/snakemake-rnaseq

RNA-seq workflow for Snakemake based on STAR and featureCounts.

Primary LanguagePythonMIT LicenseMIT

Snakemake-exome

Snakemake Wercker

This is a Snakemake workflow for generating gene expression counts from RNA-sequencing data using STAR and featureCounts (from the subread package). The workflow is designed to handle both single-end and paired-end sequencing data, as well as sequencing data from multiple lanes. Processing of patient-derived xenograft (PDX) samples is also supported, by using disambiguate to separate graft/host sequence reads.

If you use this workflow in a paper, don't forget to give credits to the authors by citing the URL of this repository and, if available, its DOI (see above).

Overview

The standard (non-PDX) workflow essentially performs the following steps:

  • Cutadapt is used to trim the input reads for adapters and/or poor-quality base calls.
  • The trimmed reads are aligned to the reference genome using STAR.
  • The resulting alignments are sorted and indexed using sambamba.
  • featureCounts is used to generate gene expression counts.
  • The (per sample) counts are merged into a single count file.
  • The merged counts are normalized for differences in sequencing depth (using DESeq's median-of-ratios approach) and log-transformed.

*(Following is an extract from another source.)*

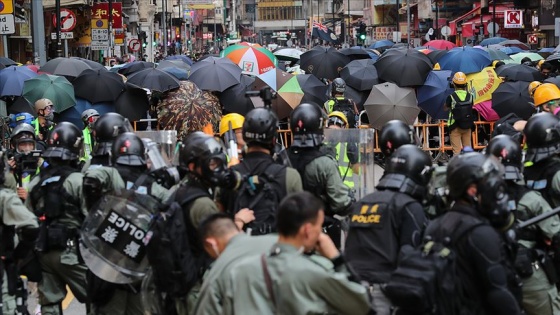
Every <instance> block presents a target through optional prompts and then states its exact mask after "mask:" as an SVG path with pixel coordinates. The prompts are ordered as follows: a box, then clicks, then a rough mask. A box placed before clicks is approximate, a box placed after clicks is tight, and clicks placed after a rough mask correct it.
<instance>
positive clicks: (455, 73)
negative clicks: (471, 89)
mask: <svg viewBox="0 0 560 315" xmlns="http://www.w3.org/2000/svg"><path fill="white" fill-rule="evenodd" d="M453 84H456V85H465V84H467V76H466V75H465V74H464V73H463V72H456V73H455V75H454V76H453Z"/></svg>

This results in the following dependency graph:

The PDX workflow is a slightly modified version of the standard workflow, which aligns the reads to two reference genome (the host and graft reference genomes) and uses disambiguate to remove sequences originating from the host organism. See the documentation for more details.

Documentation

Documentation is available at: http://jrderuiter.github.io/snakemake-rnaseq.

License

This software is released under the MIT license.